Paul talked about spiritual gifts in the context of supernatural regeneration or what Jesus referred to as being born again (John 3:3). Paul wanted the Corinthian believers to understand that being identified with Christ meant you would receive a particular spiritual capability that was different than your natural capability in order to facilitate the effective functioning of the body of Christ. Paul said:
Now there are varieties of gifts, but the same Spirit; and there are varieties of service, but the same Lord; and there are varieties of activities, but it is the same God who empowers them all in everyone. To each is given the manifestation of the Spirit for the common good. (1 Corinthians 12:4-7, ESV)
Paul described all believers collectively as the body of Christ and explained that in the same way that a human body has many parts that enable it to function effectively, so all believers are expected to function as a collective unit. Paul referred to both diversity and unity in his description of the spiritual capabilities that every believer is given and stated, “For as the body is one, and hath many members, and all the members of that one body, being many, are one body: so also is Christ” (1 Corinthians 12:12).

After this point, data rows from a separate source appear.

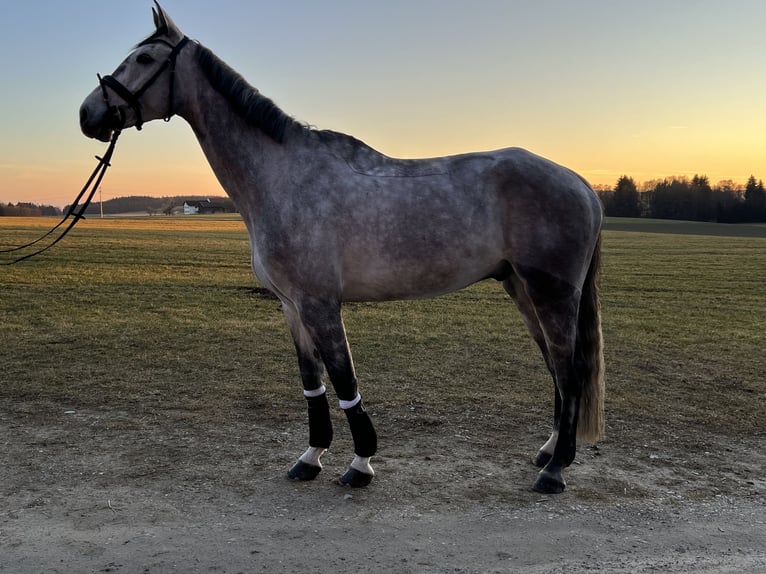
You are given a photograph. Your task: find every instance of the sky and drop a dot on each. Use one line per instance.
(647, 89)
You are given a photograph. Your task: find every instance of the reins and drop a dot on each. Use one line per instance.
(76, 211)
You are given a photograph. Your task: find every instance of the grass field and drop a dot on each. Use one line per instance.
(165, 312)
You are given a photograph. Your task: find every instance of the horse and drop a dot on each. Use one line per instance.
(331, 220)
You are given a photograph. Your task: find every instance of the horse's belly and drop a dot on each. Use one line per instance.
(379, 283)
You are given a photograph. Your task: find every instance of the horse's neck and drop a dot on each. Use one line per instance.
(240, 155)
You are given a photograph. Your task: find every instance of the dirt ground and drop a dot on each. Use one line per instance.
(142, 490)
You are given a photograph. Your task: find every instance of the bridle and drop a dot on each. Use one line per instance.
(133, 98)
(76, 210)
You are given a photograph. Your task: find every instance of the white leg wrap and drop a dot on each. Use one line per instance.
(348, 404)
(316, 392)
(312, 455)
(550, 446)
(362, 464)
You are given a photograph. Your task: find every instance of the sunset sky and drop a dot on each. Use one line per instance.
(606, 87)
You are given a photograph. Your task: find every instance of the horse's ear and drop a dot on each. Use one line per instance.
(157, 23)
(164, 24)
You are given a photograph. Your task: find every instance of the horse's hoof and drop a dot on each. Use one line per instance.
(541, 459)
(548, 483)
(355, 479)
(302, 471)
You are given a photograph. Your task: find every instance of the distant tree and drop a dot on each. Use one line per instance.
(755, 200)
(702, 194)
(625, 201)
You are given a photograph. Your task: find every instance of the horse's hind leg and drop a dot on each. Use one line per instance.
(556, 306)
(322, 321)
(320, 425)
(516, 290)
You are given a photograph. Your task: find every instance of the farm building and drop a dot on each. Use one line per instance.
(204, 207)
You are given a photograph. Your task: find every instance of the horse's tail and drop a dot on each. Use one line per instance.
(590, 355)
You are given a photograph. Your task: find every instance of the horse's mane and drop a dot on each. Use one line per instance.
(247, 101)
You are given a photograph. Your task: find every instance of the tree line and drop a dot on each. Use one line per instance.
(669, 198)
(690, 199)
(115, 206)
(22, 209)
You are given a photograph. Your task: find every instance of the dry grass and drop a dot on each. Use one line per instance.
(160, 314)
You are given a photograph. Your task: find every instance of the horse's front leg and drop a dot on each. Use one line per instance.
(320, 425)
(322, 320)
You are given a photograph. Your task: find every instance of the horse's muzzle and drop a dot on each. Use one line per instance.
(99, 122)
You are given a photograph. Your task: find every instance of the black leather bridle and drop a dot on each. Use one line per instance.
(76, 211)
(133, 99)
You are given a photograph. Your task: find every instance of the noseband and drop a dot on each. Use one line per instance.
(76, 211)
(133, 99)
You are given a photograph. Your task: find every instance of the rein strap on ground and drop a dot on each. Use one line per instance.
(76, 211)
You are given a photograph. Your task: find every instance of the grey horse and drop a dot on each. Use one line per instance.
(332, 220)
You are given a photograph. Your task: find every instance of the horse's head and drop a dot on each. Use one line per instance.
(141, 89)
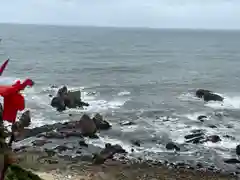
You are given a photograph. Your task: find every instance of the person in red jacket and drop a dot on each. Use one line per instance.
(13, 101)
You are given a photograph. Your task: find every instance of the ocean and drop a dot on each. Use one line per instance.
(147, 76)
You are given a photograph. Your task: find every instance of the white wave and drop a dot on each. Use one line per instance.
(188, 97)
(124, 93)
(228, 103)
(103, 140)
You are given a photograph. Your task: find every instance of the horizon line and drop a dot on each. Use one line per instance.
(120, 27)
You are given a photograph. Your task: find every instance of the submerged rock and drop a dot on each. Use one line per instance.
(208, 95)
(202, 118)
(100, 123)
(15, 172)
(87, 126)
(238, 150)
(107, 153)
(232, 161)
(172, 146)
(65, 98)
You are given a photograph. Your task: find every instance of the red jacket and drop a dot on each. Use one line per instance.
(13, 99)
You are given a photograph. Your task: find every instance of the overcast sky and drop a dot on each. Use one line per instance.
(212, 14)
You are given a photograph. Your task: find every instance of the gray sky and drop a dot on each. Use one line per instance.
(211, 14)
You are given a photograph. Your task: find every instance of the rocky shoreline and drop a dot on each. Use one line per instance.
(63, 147)
(55, 167)
(42, 154)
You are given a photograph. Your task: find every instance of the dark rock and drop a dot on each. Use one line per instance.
(83, 143)
(62, 148)
(51, 161)
(208, 95)
(87, 126)
(100, 123)
(70, 133)
(196, 140)
(52, 135)
(229, 126)
(15, 172)
(212, 126)
(199, 165)
(172, 146)
(214, 138)
(107, 153)
(127, 123)
(202, 118)
(50, 152)
(136, 143)
(196, 131)
(232, 161)
(238, 150)
(212, 97)
(194, 135)
(58, 103)
(20, 149)
(230, 137)
(40, 142)
(200, 92)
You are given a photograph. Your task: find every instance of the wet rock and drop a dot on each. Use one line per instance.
(199, 165)
(230, 137)
(51, 161)
(212, 97)
(232, 161)
(52, 135)
(40, 142)
(212, 126)
(70, 133)
(20, 149)
(100, 123)
(50, 152)
(62, 148)
(87, 126)
(229, 126)
(194, 135)
(83, 143)
(200, 92)
(238, 150)
(202, 118)
(127, 123)
(38, 130)
(214, 138)
(196, 140)
(107, 153)
(58, 103)
(208, 95)
(136, 143)
(172, 146)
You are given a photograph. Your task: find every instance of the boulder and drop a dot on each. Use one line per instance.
(87, 126)
(212, 97)
(107, 153)
(202, 118)
(214, 138)
(15, 172)
(208, 95)
(100, 123)
(58, 103)
(65, 98)
(232, 161)
(238, 150)
(201, 92)
(172, 146)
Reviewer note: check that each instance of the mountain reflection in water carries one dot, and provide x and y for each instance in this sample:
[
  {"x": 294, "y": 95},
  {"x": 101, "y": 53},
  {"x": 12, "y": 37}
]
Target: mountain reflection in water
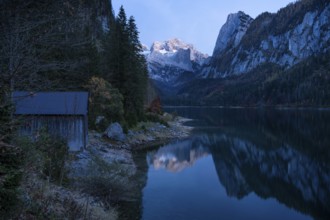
[{"x": 274, "y": 154}]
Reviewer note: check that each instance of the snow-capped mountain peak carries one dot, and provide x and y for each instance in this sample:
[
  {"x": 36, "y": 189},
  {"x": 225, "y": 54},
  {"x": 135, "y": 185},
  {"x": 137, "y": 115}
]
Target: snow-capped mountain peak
[{"x": 169, "y": 59}]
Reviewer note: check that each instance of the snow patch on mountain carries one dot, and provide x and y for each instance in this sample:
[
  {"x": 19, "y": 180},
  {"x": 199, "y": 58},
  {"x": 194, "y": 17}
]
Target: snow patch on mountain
[{"x": 168, "y": 60}]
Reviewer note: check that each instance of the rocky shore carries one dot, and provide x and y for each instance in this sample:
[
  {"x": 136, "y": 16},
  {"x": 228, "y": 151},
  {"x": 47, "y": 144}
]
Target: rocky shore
[{"x": 106, "y": 172}]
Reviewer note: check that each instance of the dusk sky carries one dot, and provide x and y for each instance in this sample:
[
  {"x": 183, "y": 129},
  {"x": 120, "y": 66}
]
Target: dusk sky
[{"x": 194, "y": 21}]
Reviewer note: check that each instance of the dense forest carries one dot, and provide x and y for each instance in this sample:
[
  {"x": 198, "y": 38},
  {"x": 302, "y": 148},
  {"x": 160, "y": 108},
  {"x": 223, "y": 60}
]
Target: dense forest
[
  {"x": 305, "y": 84},
  {"x": 66, "y": 46}
]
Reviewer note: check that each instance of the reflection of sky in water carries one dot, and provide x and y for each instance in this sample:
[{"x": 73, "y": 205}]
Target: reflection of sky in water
[
  {"x": 245, "y": 166},
  {"x": 197, "y": 194}
]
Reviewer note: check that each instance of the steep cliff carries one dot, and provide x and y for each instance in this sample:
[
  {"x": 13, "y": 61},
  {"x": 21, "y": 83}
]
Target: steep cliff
[{"x": 285, "y": 38}]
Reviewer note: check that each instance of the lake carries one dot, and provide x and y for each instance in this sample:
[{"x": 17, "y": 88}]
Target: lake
[{"x": 242, "y": 164}]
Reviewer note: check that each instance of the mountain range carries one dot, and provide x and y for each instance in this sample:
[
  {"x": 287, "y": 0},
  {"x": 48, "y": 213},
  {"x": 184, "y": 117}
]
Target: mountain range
[{"x": 275, "y": 59}]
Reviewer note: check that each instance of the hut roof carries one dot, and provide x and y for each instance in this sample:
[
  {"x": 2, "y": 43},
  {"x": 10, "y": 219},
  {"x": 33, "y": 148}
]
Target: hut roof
[{"x": 50, "y": 103}]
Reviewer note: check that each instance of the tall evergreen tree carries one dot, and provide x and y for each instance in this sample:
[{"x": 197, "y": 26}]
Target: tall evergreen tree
[{"x": 127, "y": 66}]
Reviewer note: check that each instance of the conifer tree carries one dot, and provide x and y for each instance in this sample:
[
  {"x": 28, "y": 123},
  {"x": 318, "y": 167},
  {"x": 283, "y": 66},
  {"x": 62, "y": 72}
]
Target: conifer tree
[{"x": 127, "y": 66}]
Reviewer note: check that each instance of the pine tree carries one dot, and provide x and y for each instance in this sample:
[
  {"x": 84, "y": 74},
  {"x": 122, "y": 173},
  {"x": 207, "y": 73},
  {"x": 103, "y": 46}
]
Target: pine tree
[{"x": 127, "y": 68}]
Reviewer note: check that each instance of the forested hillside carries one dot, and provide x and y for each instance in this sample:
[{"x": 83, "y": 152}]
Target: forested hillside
[{"x": 66, "y": 45}]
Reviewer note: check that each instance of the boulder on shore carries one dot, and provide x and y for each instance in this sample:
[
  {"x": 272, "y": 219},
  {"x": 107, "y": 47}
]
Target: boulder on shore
[{"x": 115, "y": 132}]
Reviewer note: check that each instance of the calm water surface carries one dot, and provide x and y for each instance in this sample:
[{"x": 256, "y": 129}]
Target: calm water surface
[{"x": 242, "y": 164}]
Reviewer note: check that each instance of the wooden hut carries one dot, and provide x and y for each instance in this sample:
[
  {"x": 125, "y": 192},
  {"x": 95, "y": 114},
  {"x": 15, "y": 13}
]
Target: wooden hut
[{"x": 62, "y": 114}]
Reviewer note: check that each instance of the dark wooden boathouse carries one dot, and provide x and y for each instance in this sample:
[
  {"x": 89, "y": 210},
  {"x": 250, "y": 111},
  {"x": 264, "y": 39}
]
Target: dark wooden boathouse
[{"x": 62, "y": 114}]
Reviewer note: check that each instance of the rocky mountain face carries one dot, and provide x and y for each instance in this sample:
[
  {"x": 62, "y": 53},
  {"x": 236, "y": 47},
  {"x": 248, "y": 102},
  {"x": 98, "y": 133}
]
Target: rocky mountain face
[
  {"x": 170, "y": 60},
  {"x": 285, "y": 38}
]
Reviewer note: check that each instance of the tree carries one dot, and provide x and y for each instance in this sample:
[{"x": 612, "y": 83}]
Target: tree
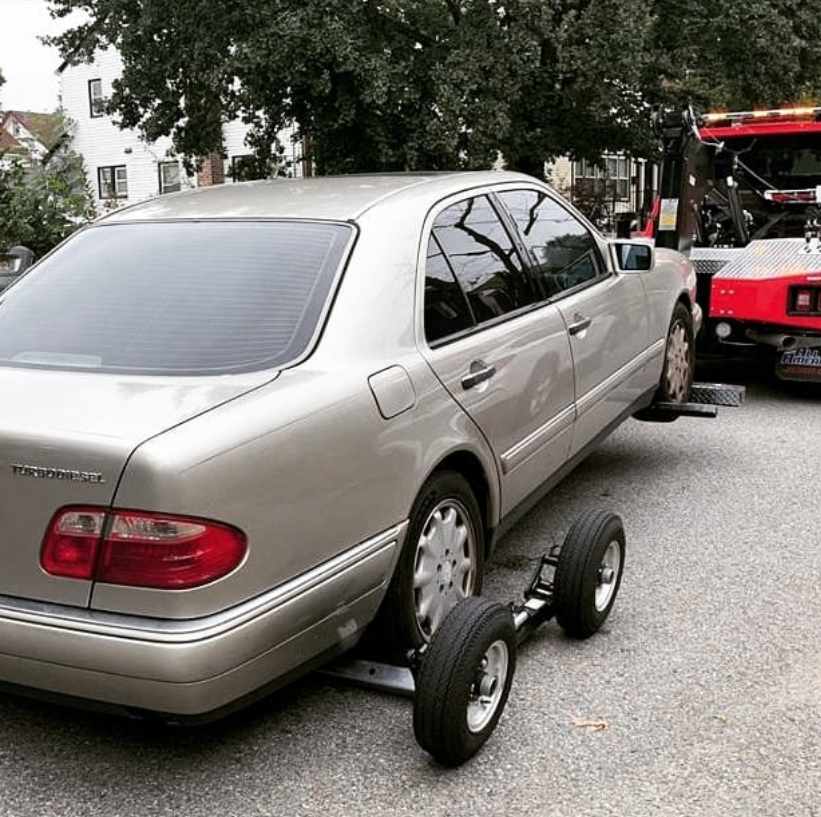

The point I believe Paul was trying to make was that spiritual gifts are only useful in a collective sense. Paul used the expression tempered together (1 Corinthians 12:24) to describe the process God uses to unify the body of Christ. The Greek word sugkerannumi (soong-ker-an’-noo-mee) means “to commingle” (G4786). Figuratively, sugkerannumi can mean to assimilate. Paul was most likely talking about Christians being joined together culturally. One of the Old Testament uses of the phrase tempered together had to do with the creation of a perfume that was placed before the ark in the most holy place of God’s temple (Exodus 30:34-36). The individual elements of this holy anointing oil were beaten together until they dissolved and became an aromatic fragrance comparable to a priceless perfume. When Paul said there should be “no schism” in the body of Christ (1 Corinthians 12:25), he was probably referring to an expensive garment that had been sewn together in such a way that it was impossible to tell that it wasn’t a single piece of cloth. Together, these illustrations suggest that the body of Christ is like an Olympic athlete that is able to accomplish superhuman feats through its collective efforts.